The library handles JetstreamEvent structures with the following fields:

  • kind: Event type (e.g., "commit", "identity", "account")
  • time_us: Event timestamp in microseconds
  • commit: Optional commit data for repository events
  • identity: Optional identity change data
  • account: Optional account-related data

Modules#

  • [consumer] - Core consumer implementation with WebSocket streaming and event handling
  • [lib] - Public library interface and re-exports

Error Handling#

The crate uses comprehensive structured error types with unique identifiers:

error-atproto-jetstream-<domain>-<number> <message>: <details>

All errors follow the project convention:

  • ConsumerError::ConnectionFailed - WebSocket connection establishment failures
  • ConsumerError::DecompressionFailed - Zstandard decompression operation failures
  • ConsumerError::DeserializationFailed - JSON event parsing failures
  • ConsumerError::HandlerRegistrationFailed - Event handler registration conflicts
  • ConsumerError::EventSenderNotInitialized - Event broadcasting setup errors
  • ConsumerError::MessageConversionFailed - WebSocket message format errors
  • ConsumerError::UpdateSerializationFailed - Subscription update serialization errors
  • ConsumerError::UpdateSendFailed - Subscription update transmission errors
  • ConsumerError::DecompressorCreationFailed - Zstandard decompressor initialization errors
use atproto_jetstream::consumer::ConsumerError;

// Example error handling
match consumer_result {
    Err(ConsumerError::ConnectionFailed(details)) => {
        println!("Failed to connect to Jetstream: {}", details);
    }
    Err(ConsumerError::DecompressionFailed(error)) => {
        println!("Decompression failed: {}", error);
    }
    Err(ConsumerError::HandlerRegistrationFailed(error)) => {
        println!("Handler registration failed: {}", error);
    }
    Ok(()) => println!("Consumer operation successful"),
}

Dependencies#

This crate builds on:

  • tokio - Async runtime for WebSocket connections and event handling
  • tokio-websockets - WebSocket client implementation for Jetstream connections
  • tokio-util - Additional utilities including cancellation token support
  • futures - Stream and sink traits for async WebSocket operations
  • zstd - Zstandard compression support with dictionary-based decompression
  • serde_json - JSON serialization and deserialization for AT Protocol events
  • http - HTTP types for WebSocket headers and URI parsing
  • urlencoding - URL encoding for query parameters in WebSocket connections
  • async_trait - Async trait support for event handler implementations
  • anyhow - Error handling utilities and result types
  • tracing - Structured logging for debugging and monitoring
  • thiserror - Structured error type derivation

AT Protocol Jetstream#

This library implements a client for AT Protocol Jetstream, which provides:

  • Real-Time Event Streaming: Live consumption of AT Protocol repository events
  • Efficient Compression: Zstandard compression with custom dictionaries for bandwidth optimization
  • Event Filtering: Server-side filtering by collections and DIDs for targeted consumption
  • High Performance: WebSocket-based streaming designed for high-throughput event processing
  • Reliability: Built-in connection management and error recovery patterns

Contributing#

Contributions are welcome!
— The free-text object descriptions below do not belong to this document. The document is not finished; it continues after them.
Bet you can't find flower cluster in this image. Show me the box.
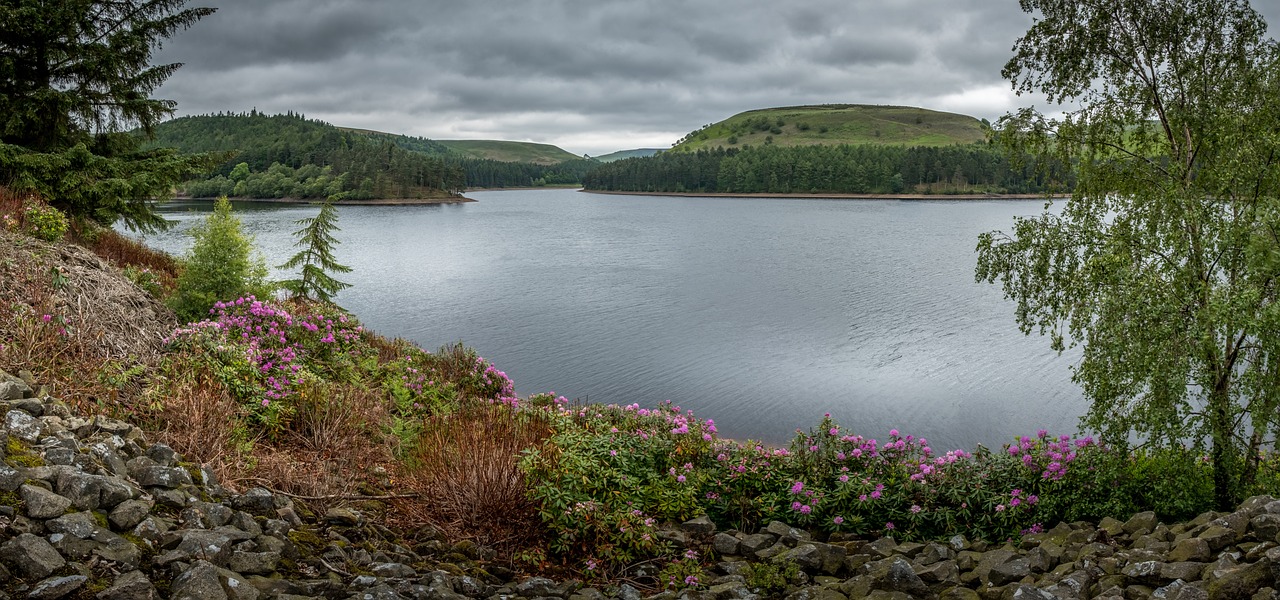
[1008,430,1096,480]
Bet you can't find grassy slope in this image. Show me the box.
[593,148,663,162]
[670,104,988,152]
[436,140,582,165]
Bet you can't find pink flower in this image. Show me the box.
[889,429,899,437]
[41,314,51,322]
[885,521,895,530]
[799,505,811,514]
[910,505,922,514]
[833,516,844,524]
[996,504,1006,512]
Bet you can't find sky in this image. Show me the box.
[152,0,1280,157]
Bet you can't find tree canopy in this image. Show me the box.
[976,0,1280,508]
[0,0,219,231]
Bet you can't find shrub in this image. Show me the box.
[22,199,68,241]
[168,197,272,321]
[405,403,554,558]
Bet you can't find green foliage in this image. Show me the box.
[168,198,272,321]
[21,201,67,241]
[742,561,800,596]
[583,144,1069,195]
[121,265,163,298]
[976,0,1280,509]
[0,1,220,231]
[279,202,352,303]
[670,105,987,152]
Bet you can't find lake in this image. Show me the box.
[130,189,1086,450]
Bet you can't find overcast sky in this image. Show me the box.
[152,0,1280,157]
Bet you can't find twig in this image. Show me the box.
[319,558,353,577]
[230,477,418,501]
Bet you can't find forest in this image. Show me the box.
[149,112,599,197]
[582,143,1073,195]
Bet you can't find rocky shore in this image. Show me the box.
[0,369,1278,599]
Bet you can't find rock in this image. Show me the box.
[1125,512,1160,535]
[228,551,281,575]
[0,378,33,400]
[7,409,43,441]
[371,562,417,578]
[715,533,742,555]
[916,559,960,585]
[765,520,811,545]
[145,443,179,466]
[940,587,981,600]
[230,487,275,516]
[975,548,1018,585]
[1207,562,1273,600]
[0,533,66,579]
[1197,526,1239,552]
[324,506,361,526]
[95,569,158,600]
[1009,584,1057,599]
[683,515,716,535]
[109,498,153,530]
[1250,514,1280,543]
[171,560,230,600]
[741,533,775,553]
[516,577,559,597]
[1153,580,1210,600]
[19,483,72,519]
[990,557,1033,586]
[55,470,134,509]
[130,465,193,488]
[27,574,87,600]
[1162,562,1207,582]
[0,464,28,491]
[156,529,235,566]
[1171,538,1213,563]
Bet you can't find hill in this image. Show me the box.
[436,139,582,165]
[670,104,989,152]
[593,148,663,162]
[147,112,464,199]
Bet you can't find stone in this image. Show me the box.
[27,574,87,600]
[782,543,829,572]
[145,443,179,466]
[1197,526,1238,552]
[880,557,930,598]
[1207,562,1273,600]
[156,529,235,566]
[230,487,275,516]
[682,515,716,535]
[714,533,742,555]
[1250,514,1280,543]
[171,560,230,600]
[1099,517,1126,536]
[1153,580,1210,600]
[916,559,960,585]
[56,470,134,510]
[940,587,981,600]
[324,506,361,526]
[1170,538,1213,563]
[228,551,281,575]
[19,483,72,519]
[741,533,775,553]
[765,520,811,544]
[46,511,100,538]
[371,562,417,578]
[990,557,1033,586]
[516,577,559,597]
[0,379,33,401]
[1161,563,1206,582]
[6,409,42,441]
[109,498,153,530]
[1009,584,1057,600]
[0,533,66,579]
[975,548,1018,585]
[96,570,158,600]
[0,464,28,491]
[131,465,192,488]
Please ensure that:

  1. All tests pass: cargo test
  2. Code is properly formatted: cargo fmt
  3. No linting issues: cargo clippy
  4. New functionality includes appropriate tests and documentation
  5. Error handling follows the project's structured error format

License#

This project is licensed under the MIT License. See the LICENSE file for details.

Acknowledgments#

This library was extracted from the Smokesignal project, an open-source event and RSVP management and discovery application.